Non-GAAP gross margin for the fourth quarter of fiscal 2013 was 53.2%, compared to 52.3% for the third quarter of fiscal 2013 and 54.5% for the fourth quarter of fiscal 2012. Non-GAAP gross margin for fiscal year 2013 was 53.4% compared to 57.0% for fiscal year 2012.

Shares used to compute GAAP net income per diluted share for the fourth quarter of fiscal 2013 were 528 million shares, compared with 559 million shares in the third quarter of fiscal 2013 and 599 million shares in the fourth quarter of fiscal 2012. Shares used to compute GAAP net income per diluted share for fiscal year 2013 were 563 million shares as compared with 623 million shares for fiscal year 2012.

Shares used to compute non-GAAP net income per diluted share for the fourth quarter of fiscal 2013 were 544 million shares, compared with 578 million shares for the third quarter of fiscal 2013 and 606 million shares for the fourth quarter of fiscal 2012. Shares used to compute non-GAAP net income per diluted share for fiscal year 2013 were 579 million shares as compared with 627 million shares for fiscal year 2012. The decrease in shares used to compute both Marvell’s GAAP and non-GAAP net income per diluted share was primarily due to Marvell’s share repurchase program.

Cash flow from operations for the fourth quarter of fiscal 2013 was $205 million, compared to the $137 million reported in the third quarter of fiscal 2013 and the $69 million reported in the fourth quarter of fiscal 2012. Free cash flow for the fourth quarter of fiscal 2013 was $161 million, compared to the $113 million reported in the third quarter of fiscal 2013 and the $38 million reported in the fourth quarter of fiscal 2012. Free cash flow as presented above is defined as cash flow from operations, less capital expenditures and purchases of IP licenses.

Under the share repurchase program, Marvell repurchased approximately 34 million shares for a total of $283 million in the fourth quarter of fiscal 2013. Over the past ten quarters, Marvell has repurchased and retired approximately 184 million shares, or about 27%, of its outstanding shares.

Marvell also paid a quarterly dividend of $0.06 per share on December 21, 2012 to all shareholders of record as of December 13, 2012. Marvell intends to pay its next quarterly dividend of $0.06 per share on April 4, 2013 to all shareholders of record as of March 14, 2013.

Comments

Abstracts of the earnings call transcript:

Sehat Sutardja, chairman, president and CEO and COO:
"Next in Storage, we have made strong progress over the last year and expect fiscal 2014 to be a year of continued share gains in HDDs and growth in SSDs.

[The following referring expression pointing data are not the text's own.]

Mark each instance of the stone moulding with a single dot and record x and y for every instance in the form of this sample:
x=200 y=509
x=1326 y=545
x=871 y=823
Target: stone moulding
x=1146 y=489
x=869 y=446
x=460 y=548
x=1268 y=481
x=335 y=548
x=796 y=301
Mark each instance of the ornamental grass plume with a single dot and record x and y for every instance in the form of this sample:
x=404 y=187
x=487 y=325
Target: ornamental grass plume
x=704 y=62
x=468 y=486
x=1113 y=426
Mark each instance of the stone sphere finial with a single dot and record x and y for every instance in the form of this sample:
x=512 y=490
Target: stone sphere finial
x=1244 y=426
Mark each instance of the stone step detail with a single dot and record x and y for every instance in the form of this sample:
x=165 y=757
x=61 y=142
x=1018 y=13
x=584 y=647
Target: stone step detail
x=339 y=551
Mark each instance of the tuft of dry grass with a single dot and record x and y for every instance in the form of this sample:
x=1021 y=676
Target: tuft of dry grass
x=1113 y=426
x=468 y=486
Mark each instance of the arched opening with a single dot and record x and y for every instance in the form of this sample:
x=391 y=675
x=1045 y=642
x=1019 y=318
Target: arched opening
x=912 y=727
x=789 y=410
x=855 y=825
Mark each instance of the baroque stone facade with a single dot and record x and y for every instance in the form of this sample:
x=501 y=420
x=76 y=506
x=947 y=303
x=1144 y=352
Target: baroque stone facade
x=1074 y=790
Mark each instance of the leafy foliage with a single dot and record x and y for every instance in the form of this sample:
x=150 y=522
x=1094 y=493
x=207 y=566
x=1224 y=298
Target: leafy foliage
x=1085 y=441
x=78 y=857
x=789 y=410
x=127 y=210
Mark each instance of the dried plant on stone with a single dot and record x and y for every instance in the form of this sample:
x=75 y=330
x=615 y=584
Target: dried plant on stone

The Marvell share in HDDs increased by roughly 5 percentage points in fiscal 2013 due to the ramp-up of our 2.5-inch, 500GB per platter devices at all the drive OEMs. We expect share gains on mobile platforms to continue over the course of the year.
In addition to Mobile, we also expect to see a meaningful pickup in shipments on new enterprise platforms in next - in the next few quarters. Furthermore, based on our advanced product roadmap and engagement with all of the HDD OEMs, we are well positioned for major new design wins for desktop platform this year. As a result, we are confident that fiscal 2014 will be another strong year of share gains for our HDD business.
"Moving to SSDs, our business grew roughly 40% in fiscal 2013, and we exited the year with approximately 50% share of the merchant silicon market. We are currently seeing excellent traction at major SSD OEMs for our solutions. Our focus in SSD has been on tier 1 flash OEMs for customers with significant access to flash capacity. And we are currently seeing many of these customers starting to win in the market. In addition, we expect many of our customers to ship Marvell-based, dual-hybrid solutions to the market this year. In summary, for storage, our continued investments are resulting in HDD share gains and growth in both the SSD and hybrid markets."


Brad Feller, interim CFO:

"By end market, we expect storage to decline mid-single digits sequentially, due to seasonality and the Chinese New Year-related slowdown. However, we do expect our SSD business to grow double digits in Q1, as we continue to gain share in the market."